If you're confident around snakes then progress to larger, faster, feistier species. Nothing can put you in the right frame of mind to work with venomous. If it can't kill you then you behave differently, no matter how much you tell yourself you won't. But if you get large, aggressive, fast colubrids then you can build up a range of handling techniques such as hook use. After that see if you can find a mentor.
As for when you move to hots, sorry to be ambiguous but you move when you're ready. That will be different for all involved. Some people are just special and handle cobras at 6 (Martin I'm looking at you) and some never make the jump. 
If you want it, work for it, and best of luck.


----------



## leedavis (Sep 17, 2009)

terciopelo_dave said:


> I see, didn't realise you had snakes already.
> If you're confident around snakes then progress to larger, faster, feistier species. Nothing can put you in the right frame of mind to work with venomous. If it can't kill you then you behave differently, no matter how much you tell yourself you won't. But if you get large, aggressive, fast colubrids then you can build up a range of handling techniques such as hook use. After that see if you can find a mentor.
> As for when you move to hots, sorry to be ambiguous but you move when you're ready. That will be different for all involved. Some people are just special and handle cobras at 6 (Martin I'm looking at you) and some never make the jump.
> If you want it, work for it, and best of luck.

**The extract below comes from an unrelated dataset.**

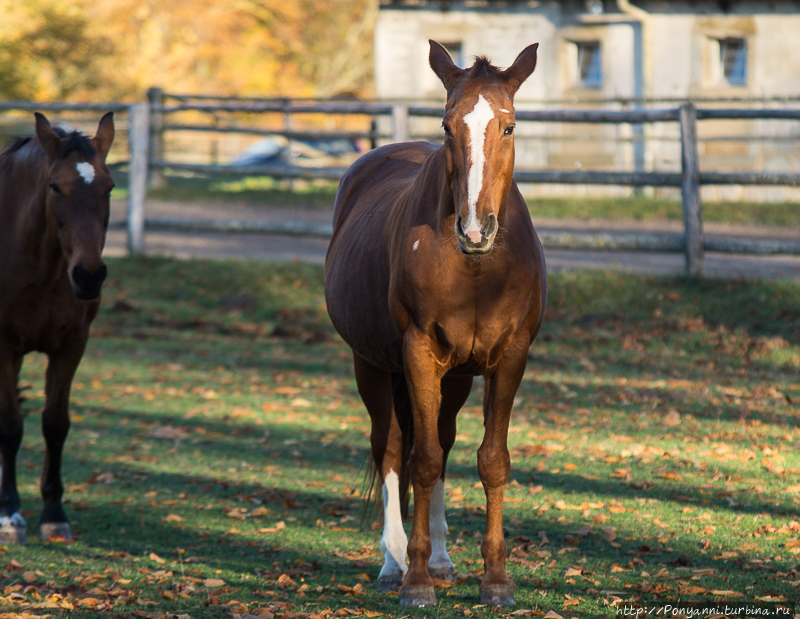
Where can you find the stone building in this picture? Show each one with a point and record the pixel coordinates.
(617, 54)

Thats great thanks for the info, looked on som e of the older threads and seen that a few peoiple recommend this book Venomous Snakes in Captivity by B.W. Smith, so going to buy this and have a good read through, and start looking for some nice colubrids and see how i get on. Im off to hamm in march so will have a chat with some of the keepers in the "hot" room.

Thanks again


----------



## paulrimmer69 (Oct 26, 2008)

if i were you id get saving aswel, not a cheap hobby when you add all the fees, insurance and the cost of setting a hot room up


----------